Verification

Formal verification usually means that you describe the same algorithm twice (declaratively and imperatively), and then the computer checks that both implementations are equivalent. And when it comes to distributed systems, you need not only to describe your system but also how it changes over time. There are currently 2 usable languages that can effectively describe changing systems: TLA+ and Alloy 6. On this page, I use Alloy 6 because it’s simpler, looks more like a programming language, is great for describing relations, and has a nice visualizer.

This page provides a declarative model for a walnats-based system. You can use this model to generate possible failure scenarios or build on top of it verification of your business-specific logic.

Learn Alloy

The good news is that there are tons of articles and publications about Alloy. Disproportionally more than this tool is actually used by sane people. The bad news is that Alloy 6 (released in 2021) was a huge release introducing great support for working with time. Before the release, working with the time required a lot of dirty hacks and workarounds, and it all was far from pretty. And most of the models and tutorials using Alloy relied on time. Hence if you see a tutorial for Alloy using time and not updated after 2021, you can safely discard it, it’s useless now.

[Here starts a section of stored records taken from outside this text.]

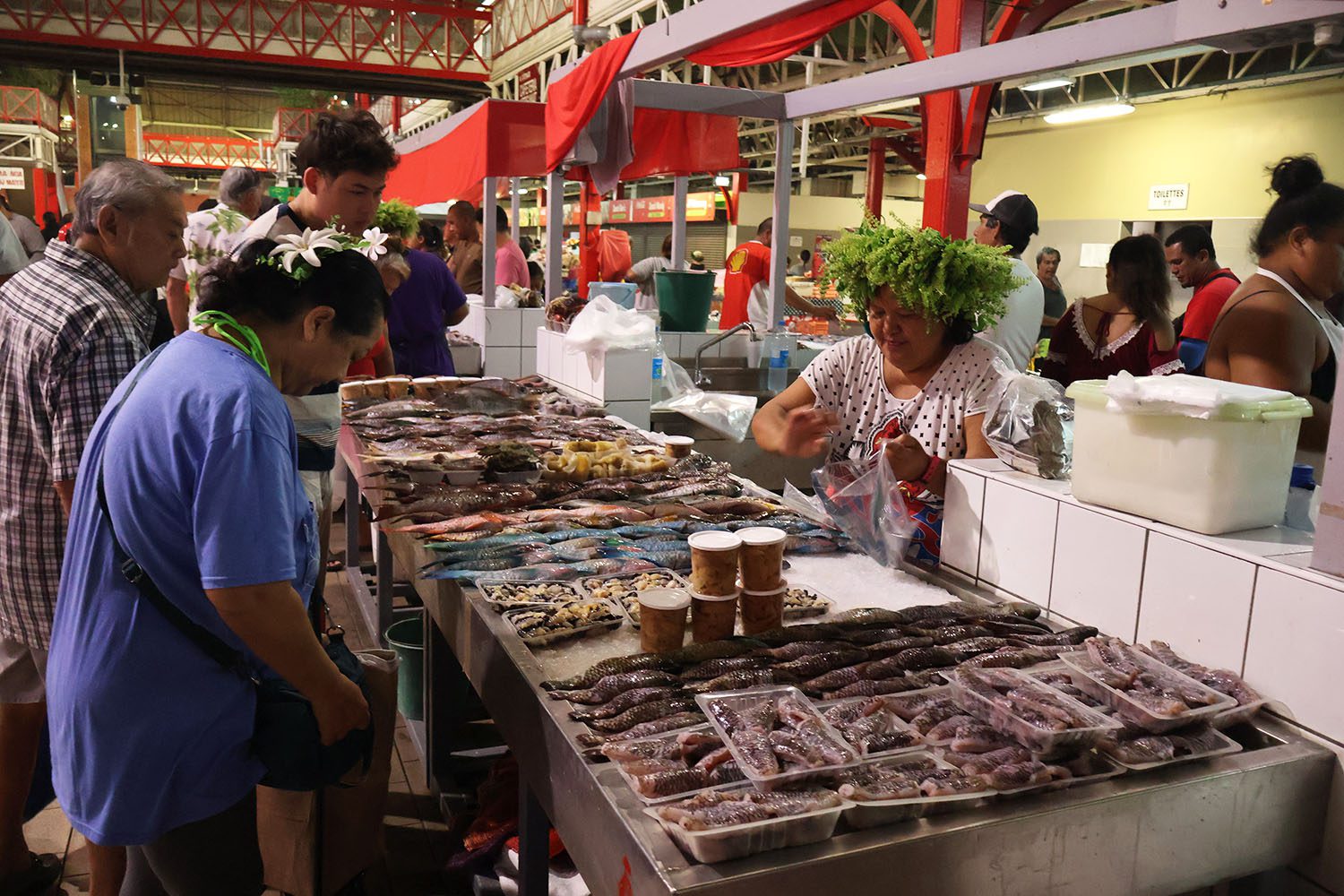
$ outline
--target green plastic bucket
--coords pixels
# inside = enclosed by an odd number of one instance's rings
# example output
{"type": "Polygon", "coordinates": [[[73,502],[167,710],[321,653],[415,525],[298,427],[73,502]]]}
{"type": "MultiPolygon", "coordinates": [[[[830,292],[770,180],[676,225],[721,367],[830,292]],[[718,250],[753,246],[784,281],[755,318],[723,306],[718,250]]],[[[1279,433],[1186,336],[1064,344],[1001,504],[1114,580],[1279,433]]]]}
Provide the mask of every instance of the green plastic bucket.
{"type": "Polygon", "coordinates": [[[653,274],[664,333],[703,333],[714,301],[714,274],[695,270],[660,270],[653,274]]]}
{"type": "Polygon", "coordinates": [[[425,719],[425,617],[394,622],[387,629],[387,643],[401,658],[396,673],[396,708],[415,721],[425,719]]]}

There are some resources to learn Alloy that are still good:

  • Alloy Documentation is an unofficial documentation by Hillel Wayne about Alloy. At the moment of writing, it’s not updated for Alloy 6, so skip the “time” section. The rest is good.

  • Hillel Wayne also has a great blog about formal verification. Check out the tag Alloy, it has some good posts. I especially recommend Formally Modeling Database Migrations (doesn’t use time) and Alloy 6: it’s about time (covers the new time syntax).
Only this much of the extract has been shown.